Discrete Cosine Transform (DCT)
The DCT transforms a block of pixel values (or residual values) into a set of "spatial frequency" coefficients. This is analogous to transforming a time domain signal into a frequency domain signal using a Fast Fourier Transform. The DCT operates on a 2-dimensional block of pixels (rather than on a 1-dimensional signal) and is particularly good at "compacting" the energy in the block of values into a small number of coefficients. This means that only a few DCT coefficients are required to recreate a recognizable copy of the original block of pixels.

Quantization
For a typical block of pixels, most of the coefficients produced by the DCT are close to zero. The quantizer module reduces the precision of each coefficient so that the near-zero coefficients are set to zero and only a few significant non-zero coefficients are left. This is done in practice by dividing each coefficient by an integer scale factor and truncating the result. It is important to realize that the quantizer "throws away" information.

Entropy encoding
An entropy encoder (such as a Huffman encoder) replaces frequently-occurring values with short binary codes and replaces infrequently-occurring values with longer binary codes. The entropy encoding in H.263 is based on this technique and is used to compress the quantized DCT coefficients. The result is a sequence of variable-length binary codes. These codes are combined with synchronization and control information (such as the motion "vectors" required to reconstruct the motion-compensated reference frame) to form the encoded H.263 bitstream.

Frame store
The current frame must be stored so that it can be used as a reference when the next frame is encoded. Instead of simply copying the current frame into a store, the quantized coefficients are re-scaled, inverse transformed using an Inverse Discrete Cosine Transform and added to the motion-compensated reference block to create a reconstructed frame that is placed in a store (the frame store). This ensures that the contents of the frame store in the encoder are identical to the contents of the frame store in the decoder (see below). When the next frame is encoded, the motion estimator uses the contents of this frame store to determine the best matching area for motion compensation

H.263 Video Decode

Entropy decode
The variable-length codes that make up the H.263 bitstream are decoded in order to extract the coefficient values and motion vector information.

Rescale
This is the "reverse" of quantization: the coefficients are multiplied by the same scaling factor that was used in the quantizer. However, because the quantizer discarded the fractional remainder, the rescaled coefficients are not identical to the original coefficients.

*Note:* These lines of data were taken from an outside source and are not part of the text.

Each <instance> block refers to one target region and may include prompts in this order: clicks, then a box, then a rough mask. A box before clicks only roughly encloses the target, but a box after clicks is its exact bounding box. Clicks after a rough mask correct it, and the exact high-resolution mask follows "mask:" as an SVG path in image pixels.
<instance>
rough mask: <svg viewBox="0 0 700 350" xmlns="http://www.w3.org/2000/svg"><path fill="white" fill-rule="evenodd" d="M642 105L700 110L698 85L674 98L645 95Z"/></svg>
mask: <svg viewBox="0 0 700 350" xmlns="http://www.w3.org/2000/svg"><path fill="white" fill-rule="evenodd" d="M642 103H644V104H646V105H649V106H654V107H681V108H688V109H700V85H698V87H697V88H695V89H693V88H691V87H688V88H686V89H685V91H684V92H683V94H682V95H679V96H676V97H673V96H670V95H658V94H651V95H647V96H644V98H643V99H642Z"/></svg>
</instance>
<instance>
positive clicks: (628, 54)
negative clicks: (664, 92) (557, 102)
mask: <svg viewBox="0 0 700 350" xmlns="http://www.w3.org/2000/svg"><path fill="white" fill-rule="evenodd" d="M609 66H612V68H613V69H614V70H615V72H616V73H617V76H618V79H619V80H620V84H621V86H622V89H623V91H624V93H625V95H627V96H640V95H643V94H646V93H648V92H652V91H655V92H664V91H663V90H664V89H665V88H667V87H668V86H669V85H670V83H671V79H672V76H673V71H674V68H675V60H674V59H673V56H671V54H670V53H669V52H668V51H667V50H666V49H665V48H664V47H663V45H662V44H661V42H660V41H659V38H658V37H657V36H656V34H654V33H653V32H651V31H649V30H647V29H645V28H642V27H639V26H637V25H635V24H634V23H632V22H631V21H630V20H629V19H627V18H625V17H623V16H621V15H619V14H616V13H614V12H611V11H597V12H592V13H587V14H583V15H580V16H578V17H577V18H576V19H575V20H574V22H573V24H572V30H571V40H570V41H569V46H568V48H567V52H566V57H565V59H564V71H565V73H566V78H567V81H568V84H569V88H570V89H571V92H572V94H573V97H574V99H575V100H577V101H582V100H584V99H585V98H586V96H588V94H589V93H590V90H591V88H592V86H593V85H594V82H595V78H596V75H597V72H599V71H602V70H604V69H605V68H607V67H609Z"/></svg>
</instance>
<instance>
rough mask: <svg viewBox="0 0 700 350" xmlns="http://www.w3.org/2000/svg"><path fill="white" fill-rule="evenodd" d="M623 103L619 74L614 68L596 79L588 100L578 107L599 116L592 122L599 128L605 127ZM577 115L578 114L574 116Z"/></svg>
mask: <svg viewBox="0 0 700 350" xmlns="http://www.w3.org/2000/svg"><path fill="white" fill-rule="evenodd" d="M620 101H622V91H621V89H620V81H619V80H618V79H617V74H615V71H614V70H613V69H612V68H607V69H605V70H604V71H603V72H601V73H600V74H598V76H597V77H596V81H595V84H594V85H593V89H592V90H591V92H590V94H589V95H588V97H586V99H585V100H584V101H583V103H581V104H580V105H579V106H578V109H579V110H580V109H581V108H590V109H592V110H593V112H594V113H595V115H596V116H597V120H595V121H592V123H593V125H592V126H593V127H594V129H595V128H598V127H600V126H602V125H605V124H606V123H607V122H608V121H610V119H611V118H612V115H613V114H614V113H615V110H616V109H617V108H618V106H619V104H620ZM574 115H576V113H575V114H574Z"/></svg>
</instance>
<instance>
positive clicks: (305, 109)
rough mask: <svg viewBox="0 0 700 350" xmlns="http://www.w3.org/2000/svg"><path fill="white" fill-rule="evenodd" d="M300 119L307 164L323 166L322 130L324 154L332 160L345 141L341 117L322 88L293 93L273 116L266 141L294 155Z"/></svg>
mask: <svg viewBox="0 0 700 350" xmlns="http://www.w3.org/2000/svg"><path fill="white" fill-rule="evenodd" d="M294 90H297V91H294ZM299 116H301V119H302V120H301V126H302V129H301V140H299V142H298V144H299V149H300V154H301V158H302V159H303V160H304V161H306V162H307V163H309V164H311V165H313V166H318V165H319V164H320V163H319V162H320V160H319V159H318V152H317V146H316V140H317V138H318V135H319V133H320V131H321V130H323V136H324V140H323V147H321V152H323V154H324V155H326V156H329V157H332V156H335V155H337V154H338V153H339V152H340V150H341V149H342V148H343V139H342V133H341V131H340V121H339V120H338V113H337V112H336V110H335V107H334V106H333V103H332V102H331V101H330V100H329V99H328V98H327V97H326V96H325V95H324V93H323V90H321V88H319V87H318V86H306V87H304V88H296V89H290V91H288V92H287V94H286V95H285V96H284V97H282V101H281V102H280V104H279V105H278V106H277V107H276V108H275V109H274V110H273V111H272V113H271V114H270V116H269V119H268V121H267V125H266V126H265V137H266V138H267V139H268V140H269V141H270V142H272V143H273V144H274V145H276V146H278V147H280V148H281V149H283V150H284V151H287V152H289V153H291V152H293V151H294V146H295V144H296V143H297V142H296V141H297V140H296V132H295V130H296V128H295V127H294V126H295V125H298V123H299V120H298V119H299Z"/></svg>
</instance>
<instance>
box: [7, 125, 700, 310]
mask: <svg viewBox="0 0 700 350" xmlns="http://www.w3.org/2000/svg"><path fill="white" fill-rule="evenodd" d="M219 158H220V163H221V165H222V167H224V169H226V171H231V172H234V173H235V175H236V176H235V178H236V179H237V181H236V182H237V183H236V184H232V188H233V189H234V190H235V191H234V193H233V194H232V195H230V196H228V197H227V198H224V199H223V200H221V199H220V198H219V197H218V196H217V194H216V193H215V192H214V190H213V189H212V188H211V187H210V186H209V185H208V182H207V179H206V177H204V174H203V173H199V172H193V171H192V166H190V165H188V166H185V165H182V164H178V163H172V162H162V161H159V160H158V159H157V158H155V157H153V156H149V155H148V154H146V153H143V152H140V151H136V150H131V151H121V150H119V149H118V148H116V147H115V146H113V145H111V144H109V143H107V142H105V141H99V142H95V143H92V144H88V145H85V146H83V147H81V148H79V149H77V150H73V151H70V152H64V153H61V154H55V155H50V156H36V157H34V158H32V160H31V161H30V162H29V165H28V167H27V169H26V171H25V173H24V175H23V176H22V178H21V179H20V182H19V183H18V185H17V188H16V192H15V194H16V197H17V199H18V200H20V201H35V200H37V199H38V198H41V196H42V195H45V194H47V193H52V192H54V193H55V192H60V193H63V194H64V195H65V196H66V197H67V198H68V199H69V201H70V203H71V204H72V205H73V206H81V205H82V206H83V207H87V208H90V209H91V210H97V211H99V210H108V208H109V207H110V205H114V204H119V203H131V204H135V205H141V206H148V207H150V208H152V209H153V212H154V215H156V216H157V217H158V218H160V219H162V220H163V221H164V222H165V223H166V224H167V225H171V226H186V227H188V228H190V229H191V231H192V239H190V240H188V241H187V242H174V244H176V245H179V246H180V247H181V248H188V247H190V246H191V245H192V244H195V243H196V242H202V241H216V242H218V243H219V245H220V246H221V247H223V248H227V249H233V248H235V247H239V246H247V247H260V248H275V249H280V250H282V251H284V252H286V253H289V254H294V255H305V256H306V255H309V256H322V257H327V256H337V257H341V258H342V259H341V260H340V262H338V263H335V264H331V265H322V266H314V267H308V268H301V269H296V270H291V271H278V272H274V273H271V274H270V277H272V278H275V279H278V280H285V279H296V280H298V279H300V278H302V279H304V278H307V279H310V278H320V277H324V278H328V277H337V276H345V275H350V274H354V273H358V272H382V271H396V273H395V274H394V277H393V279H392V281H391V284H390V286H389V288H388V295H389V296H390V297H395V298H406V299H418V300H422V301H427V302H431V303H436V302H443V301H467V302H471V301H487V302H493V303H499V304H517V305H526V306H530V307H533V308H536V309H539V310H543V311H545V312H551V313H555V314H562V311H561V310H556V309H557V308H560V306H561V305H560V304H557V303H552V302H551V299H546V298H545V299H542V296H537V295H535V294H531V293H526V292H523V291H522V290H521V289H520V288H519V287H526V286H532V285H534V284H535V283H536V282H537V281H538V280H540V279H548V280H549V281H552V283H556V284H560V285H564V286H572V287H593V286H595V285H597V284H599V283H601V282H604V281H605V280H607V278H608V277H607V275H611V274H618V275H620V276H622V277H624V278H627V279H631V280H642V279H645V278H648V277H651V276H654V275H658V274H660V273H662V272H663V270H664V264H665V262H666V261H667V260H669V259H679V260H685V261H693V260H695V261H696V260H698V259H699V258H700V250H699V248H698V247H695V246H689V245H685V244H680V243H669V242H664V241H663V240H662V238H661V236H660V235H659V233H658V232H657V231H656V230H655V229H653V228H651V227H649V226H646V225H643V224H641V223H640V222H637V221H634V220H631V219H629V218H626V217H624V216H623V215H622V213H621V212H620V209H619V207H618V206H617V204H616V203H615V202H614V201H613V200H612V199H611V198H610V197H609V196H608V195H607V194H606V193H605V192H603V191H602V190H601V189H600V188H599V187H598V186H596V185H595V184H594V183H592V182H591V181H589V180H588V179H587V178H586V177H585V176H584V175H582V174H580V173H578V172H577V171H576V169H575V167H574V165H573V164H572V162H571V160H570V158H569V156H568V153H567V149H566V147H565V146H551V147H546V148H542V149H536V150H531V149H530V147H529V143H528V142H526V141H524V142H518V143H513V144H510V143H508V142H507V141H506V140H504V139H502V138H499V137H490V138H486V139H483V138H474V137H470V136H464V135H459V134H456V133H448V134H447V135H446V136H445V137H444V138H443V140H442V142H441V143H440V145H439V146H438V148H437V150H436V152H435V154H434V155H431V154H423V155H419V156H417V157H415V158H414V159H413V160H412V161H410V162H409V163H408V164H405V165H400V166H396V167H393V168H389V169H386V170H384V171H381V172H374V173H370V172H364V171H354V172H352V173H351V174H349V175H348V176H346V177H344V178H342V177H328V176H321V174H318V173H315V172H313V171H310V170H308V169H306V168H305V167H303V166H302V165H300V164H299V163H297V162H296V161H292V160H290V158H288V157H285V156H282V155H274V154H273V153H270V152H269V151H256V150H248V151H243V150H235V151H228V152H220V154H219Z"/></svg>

Inverse Discrete Cosine Transform
The IDCT reverses the DCT operation to create a block of samples: these (typically) correspond to the difference values that were produced by the motion compensator in the encoder.

Motion compensation
The difference values are added to a reconstructed area from the previous frame. The motion vector information is used to pick the correct area (the same reference area that was used in the encoder). The result is a reconstruction of the original frame: note that this will not be identical to the original because of the "lossy" quantization stage, i.e. the image quality will be poorer than the original. The reconstructed frame is placed in a frame store and it is used to motion-compensate the next received frame.